The hum of servers filled the air as the Mirai engineering team huddled around a bank of monitors. It was February 19, 2026, and the pressure was on. The team, helmed by the co-founders of Reface and Prisma, was racing to optimize their on-device AI inference models. Their mission: to make AI faster and more efficient on smartphones and laptops.
The company had just announced a $10 million seed round, a vote of confidence in their approach. Mirai’s technology promised to significantly improve how AI models run on devices, a critical need as AI applications become more prevalent. “We’re seeing an explosion in demand for on-device AI,” noted analyst Sarah Chen of Forrester Research. “Users want instant results, without relying on a constant internet connection, and that means better on-device performance.”
The core challenge, as the engineers saw it, was balancing model complexity with the limited processing power and battery life of mobile devices. Current AI models often struggle, leading to slow performance and excessive power consumption. Mirai’s solution involves optimizing the models themselves and the way they interact with the device’s hardware. This includes everything from the chipset architecture to the thermal management of the device.
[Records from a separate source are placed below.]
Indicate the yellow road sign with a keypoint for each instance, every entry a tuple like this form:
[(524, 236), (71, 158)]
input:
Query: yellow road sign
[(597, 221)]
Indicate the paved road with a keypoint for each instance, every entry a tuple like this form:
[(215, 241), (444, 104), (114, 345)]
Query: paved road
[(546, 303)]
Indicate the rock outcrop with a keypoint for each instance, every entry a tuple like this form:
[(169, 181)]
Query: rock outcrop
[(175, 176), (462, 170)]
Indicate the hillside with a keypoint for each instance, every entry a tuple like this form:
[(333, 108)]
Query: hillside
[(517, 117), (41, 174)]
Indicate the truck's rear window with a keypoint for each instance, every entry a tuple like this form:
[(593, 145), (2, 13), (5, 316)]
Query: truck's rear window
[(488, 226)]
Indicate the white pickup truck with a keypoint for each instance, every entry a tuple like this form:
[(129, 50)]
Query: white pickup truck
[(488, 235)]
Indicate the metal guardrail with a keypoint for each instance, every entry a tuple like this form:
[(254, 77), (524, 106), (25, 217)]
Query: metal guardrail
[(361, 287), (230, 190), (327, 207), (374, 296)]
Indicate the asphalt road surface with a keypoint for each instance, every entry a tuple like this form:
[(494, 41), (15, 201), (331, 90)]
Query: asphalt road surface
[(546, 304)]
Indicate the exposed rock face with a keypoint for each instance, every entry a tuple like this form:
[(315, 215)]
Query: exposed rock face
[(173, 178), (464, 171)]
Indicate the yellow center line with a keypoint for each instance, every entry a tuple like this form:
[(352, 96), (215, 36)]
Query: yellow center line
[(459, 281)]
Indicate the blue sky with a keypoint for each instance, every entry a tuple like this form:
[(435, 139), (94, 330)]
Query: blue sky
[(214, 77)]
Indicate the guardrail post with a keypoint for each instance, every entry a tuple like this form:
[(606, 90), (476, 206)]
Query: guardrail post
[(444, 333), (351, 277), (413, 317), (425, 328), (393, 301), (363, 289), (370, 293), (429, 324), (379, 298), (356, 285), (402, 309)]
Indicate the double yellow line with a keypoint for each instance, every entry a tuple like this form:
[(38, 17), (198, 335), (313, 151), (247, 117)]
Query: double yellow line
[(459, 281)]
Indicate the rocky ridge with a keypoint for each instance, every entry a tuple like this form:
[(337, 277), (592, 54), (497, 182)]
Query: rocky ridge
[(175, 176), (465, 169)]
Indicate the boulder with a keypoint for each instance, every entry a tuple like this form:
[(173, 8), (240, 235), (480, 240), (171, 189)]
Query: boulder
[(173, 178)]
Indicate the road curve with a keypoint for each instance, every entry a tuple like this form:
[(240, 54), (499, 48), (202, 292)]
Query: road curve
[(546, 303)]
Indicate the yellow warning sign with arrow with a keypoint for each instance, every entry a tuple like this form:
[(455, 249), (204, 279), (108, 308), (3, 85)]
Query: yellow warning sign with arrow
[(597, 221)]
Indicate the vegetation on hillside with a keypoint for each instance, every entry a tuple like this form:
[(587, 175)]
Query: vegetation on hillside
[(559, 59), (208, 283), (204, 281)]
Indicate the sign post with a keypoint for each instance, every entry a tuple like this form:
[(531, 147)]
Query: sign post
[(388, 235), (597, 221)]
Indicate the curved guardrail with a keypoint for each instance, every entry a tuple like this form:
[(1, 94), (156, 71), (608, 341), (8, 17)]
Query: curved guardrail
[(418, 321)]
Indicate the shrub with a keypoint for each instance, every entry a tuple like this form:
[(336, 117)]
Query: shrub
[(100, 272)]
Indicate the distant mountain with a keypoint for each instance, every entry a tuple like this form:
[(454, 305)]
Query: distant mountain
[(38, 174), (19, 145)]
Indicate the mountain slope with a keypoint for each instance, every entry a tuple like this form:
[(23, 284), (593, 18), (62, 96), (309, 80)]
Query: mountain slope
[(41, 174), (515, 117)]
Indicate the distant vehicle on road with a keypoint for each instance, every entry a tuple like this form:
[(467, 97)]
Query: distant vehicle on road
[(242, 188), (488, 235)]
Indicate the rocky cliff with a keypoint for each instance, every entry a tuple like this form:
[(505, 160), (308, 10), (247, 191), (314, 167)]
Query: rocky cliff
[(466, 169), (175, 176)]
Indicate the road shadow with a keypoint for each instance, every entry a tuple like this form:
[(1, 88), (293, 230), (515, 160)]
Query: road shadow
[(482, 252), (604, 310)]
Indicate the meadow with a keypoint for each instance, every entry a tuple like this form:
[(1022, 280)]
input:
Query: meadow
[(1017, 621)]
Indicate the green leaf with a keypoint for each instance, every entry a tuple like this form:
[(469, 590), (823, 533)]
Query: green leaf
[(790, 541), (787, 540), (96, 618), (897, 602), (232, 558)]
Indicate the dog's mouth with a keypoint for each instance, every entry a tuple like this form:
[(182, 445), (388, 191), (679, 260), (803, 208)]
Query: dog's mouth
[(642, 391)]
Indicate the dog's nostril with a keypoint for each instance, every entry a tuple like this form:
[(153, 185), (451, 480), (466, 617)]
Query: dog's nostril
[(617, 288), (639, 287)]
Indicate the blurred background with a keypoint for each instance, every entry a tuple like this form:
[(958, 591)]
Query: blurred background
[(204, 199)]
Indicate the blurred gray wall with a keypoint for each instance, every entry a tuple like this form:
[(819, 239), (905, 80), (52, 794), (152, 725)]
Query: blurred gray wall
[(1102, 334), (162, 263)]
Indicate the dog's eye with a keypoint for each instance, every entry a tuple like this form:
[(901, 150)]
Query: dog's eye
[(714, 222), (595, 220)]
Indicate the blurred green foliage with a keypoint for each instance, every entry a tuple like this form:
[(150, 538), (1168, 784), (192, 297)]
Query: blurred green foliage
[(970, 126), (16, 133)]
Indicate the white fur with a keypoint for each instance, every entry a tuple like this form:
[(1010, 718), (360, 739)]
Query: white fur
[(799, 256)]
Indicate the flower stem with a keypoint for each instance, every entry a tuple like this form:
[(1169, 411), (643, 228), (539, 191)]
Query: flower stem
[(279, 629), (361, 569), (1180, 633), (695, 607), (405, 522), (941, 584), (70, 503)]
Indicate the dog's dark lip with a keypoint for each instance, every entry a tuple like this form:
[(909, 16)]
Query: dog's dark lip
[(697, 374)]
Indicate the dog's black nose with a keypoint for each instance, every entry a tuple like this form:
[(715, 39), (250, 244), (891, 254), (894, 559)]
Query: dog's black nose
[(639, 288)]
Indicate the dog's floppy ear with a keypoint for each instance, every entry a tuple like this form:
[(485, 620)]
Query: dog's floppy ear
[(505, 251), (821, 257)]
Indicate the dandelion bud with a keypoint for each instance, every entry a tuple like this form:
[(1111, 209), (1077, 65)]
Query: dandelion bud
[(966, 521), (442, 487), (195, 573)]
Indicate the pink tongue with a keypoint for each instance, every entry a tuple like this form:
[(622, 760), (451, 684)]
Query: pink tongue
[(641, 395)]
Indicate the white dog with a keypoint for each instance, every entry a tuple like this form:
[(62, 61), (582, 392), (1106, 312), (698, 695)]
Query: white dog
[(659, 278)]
One of the key strategies is model quantization, reducing the precision of the numbers used in the AI calculations. This allows the model to run faster and use less memory. But it’s tricky, the engineers knew. Going too far could hurt the model’s accuracy, a trade-off that needed careful balancing. They were also experimenting with techniques to offload some of the processing to the device’s GPU, which is designed for parallel processing, and that could speed things up.
“It’s a game of inches,” said one engineer, adjusting his glasses. “Every microsecond counts.”
The team’s work isn’t just about code; it’s about the physical realities of manufacturing and supply chains. They’re keenly aware of the limitations of chip foundries like SMIC, and the stringent export controls. A potential disruption at TSMC, for example, could throw the whole timeline off. Mirai’s roadmap includes plans for the M100 and M300 models, expected in 2026 and 2027, respectively. These models are designed to take advantage of the latest advancements in chip technology.
The implications are significant. Faster, more efficient on-device AI could unlock new possibilities for applications like augmented reality, real-time language translation, and personalized health monitoring. It could also shift the balance of power in the AI landscape, as companies are less reliant on cloud services.
The market is responding. “We forecast the on-device AI market to reach $50 billion by 2028,” Chen predicted. “Mirai is well-positioned to capitalize on this growth.”
The conference call ended, and the engineers returned to the task at hand. The future of AI, it seems, was being built one optimization at a time.